The loader_config Module

Domain Loader Configurator

Intended to configure loading of a single or a set of column-formatted files into NSAPH PostgreSQL Database. Input (aka source) files can be either in FST or in CSV format

Configurator assumes that the database schema is defined as a YAML or JSON file. A separate tool is available to introspect source files and infer possible database schema.

class Parallelization(value)[source]

An enumeration.

lines = 'lines'
files = 'files'
none = 'none'
class DataLoaderAction(value)[source]

An enumeration.

drop = 'drop'
load = 'load'
insert = 'insert'
print = 'print'
classmethod new(value: str)[source]
class LoaderConfig(doc)[source]

Configurator class for data loader

Creates a new object

Parameters:
  • subclass – A concrete class containing configuration information Configuration options must be defined as class memebers with names, starting with one ‘_’ characters and values be instances of :class Argument:

  • description – Optional text to use as description.

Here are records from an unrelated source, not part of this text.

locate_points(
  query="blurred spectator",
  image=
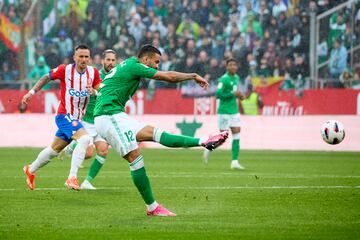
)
(38, 71)
(250, 22)
(277, 70)
(7, 74)
(349, 79)
(157, 25)
(111, 32)
(189, 25)
(52, 56)
(204, 13)
(263, 70)
(264, 15)
(278, 7)
(336, 29)
(337, 62)
(136, 29)
(64, 44)
(220, 28)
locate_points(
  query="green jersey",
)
(119, 86)
(225, 93)
(89, 113)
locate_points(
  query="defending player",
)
(123, 132)
(228, 111)
(101, 146)
(77, 83)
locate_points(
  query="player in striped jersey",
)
(77, 82)
(101, 146)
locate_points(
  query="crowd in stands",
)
(268, 38)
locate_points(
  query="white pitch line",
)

If not specified, then it is extracted from subclass documentation

action: Optional[DataLoaderAction]

If this option is given, then the whole domain schema will be dropped

data

Path to a data file or directory. Can be a single CSV, gzipped CSV or FST file or a directory recursively containing CSV files. Can also be a tar, tar.gz (or tgz) or zip archive containing CSV files

reset

Force recreating table(s) if it/they already exist

page

Explicit page size for the database

log

Explicit interval for logging

limit

Load at most specified number of records

buffer

Buffer size for converting fst files

threads

Number of threads writing into the database

parallelization

Type of parallelization, if any

pattern

pattern for files in a directory or an archive, e.g., “**/maxdata_*_ps_*.csv”

incremental

Commit every file and skip over files that have already been ingested

sloppy

Do not update existing tables and views

validate(attr, value)[source]

Subclasses can override this method to implement custom handling of command line arguments

Parameters:
  • attr – Command line argument name

  • value – Value returned by argparse

Returns:

value to use